I think I’ve mentioned on other blogs (e.g. Slowly Sipping Coffee) that I have a romantic notion of teaching math or computer science at a local community college. I think I would be a good teacher and will enjoy helping people ‘get’ math and show them how powerful the computer science field is.
This also ties into the Volunteering (#3) and Part Time Work (#10) objectives. Not too mention the possible benefits of teaching at a community college – free access to the pool and gym? Free or discounted language classes? Guitar class?
Before I got the running bug, I used to do a lot of woodworking. As my weekends became more consumed with running, my woodworking hobby died off. I really enjoyed the creativity and challenge of woodworking. What I didn’t enjoy was always feeling rushed to get projects done. When I’m retired, the time will be there to spend on this hobby.

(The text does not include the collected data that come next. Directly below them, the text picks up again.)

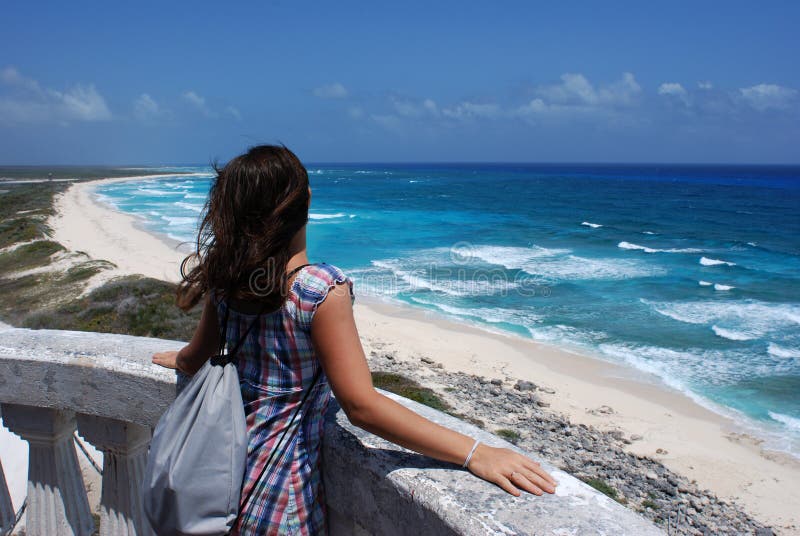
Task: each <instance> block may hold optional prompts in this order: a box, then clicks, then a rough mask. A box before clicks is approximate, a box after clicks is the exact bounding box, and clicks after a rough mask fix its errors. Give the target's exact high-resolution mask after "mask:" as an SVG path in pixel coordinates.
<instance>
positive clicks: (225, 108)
mask: <svg viewBox="0 0 800 536" xmlns="http://www.w3.org/2000/svg"><path fill="white" fill-rule="evenodd" d="M225 111H226V112H228V115H230V116H231V117H233V118H234V119H236V120H237V121H241V119H242V114H241V113H240V112H239V109H238V108H236V107H235V106H228V107H227V108H225Z"/></svg>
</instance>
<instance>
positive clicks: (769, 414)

I’d also like to try out some other hobbies. I’ve been interested in home brewing for a long time… just haven’t found the time to get started.
10. Part Time Work
What? Work? Why would you do that in retirement? I actually don’t mind working per se, I would just rather do it on my terms without any long term commitments. If you are financially independent and don’t need to work, then you can choose work that truly interests you. Not to mention it wouldn’t be a bad thing to get some side income. Being a software engineer, I definitely see some freelance and short term consulting possibilities. Given Mrs. Need2Save’s expertise and experience in employee benefits, I’m sure some startups could use her help getting their employee benefits packages off the ground.
I think we have a defined vision for what we want our retirement to look like. This list doesn’t even encompass all of our interests and things will likely change over time. The key to being able to tackle all these things is being financially independent, so we have the time to pursue all of these interests. I certainly don’t envision us being like some of our work colleagues who return to work because they don’t have anything to do with their time. Looking back over the list, maybe we need to aim for a lower retirement age!
Do you have a plan for your early retirement? Do you have any suggestions for us?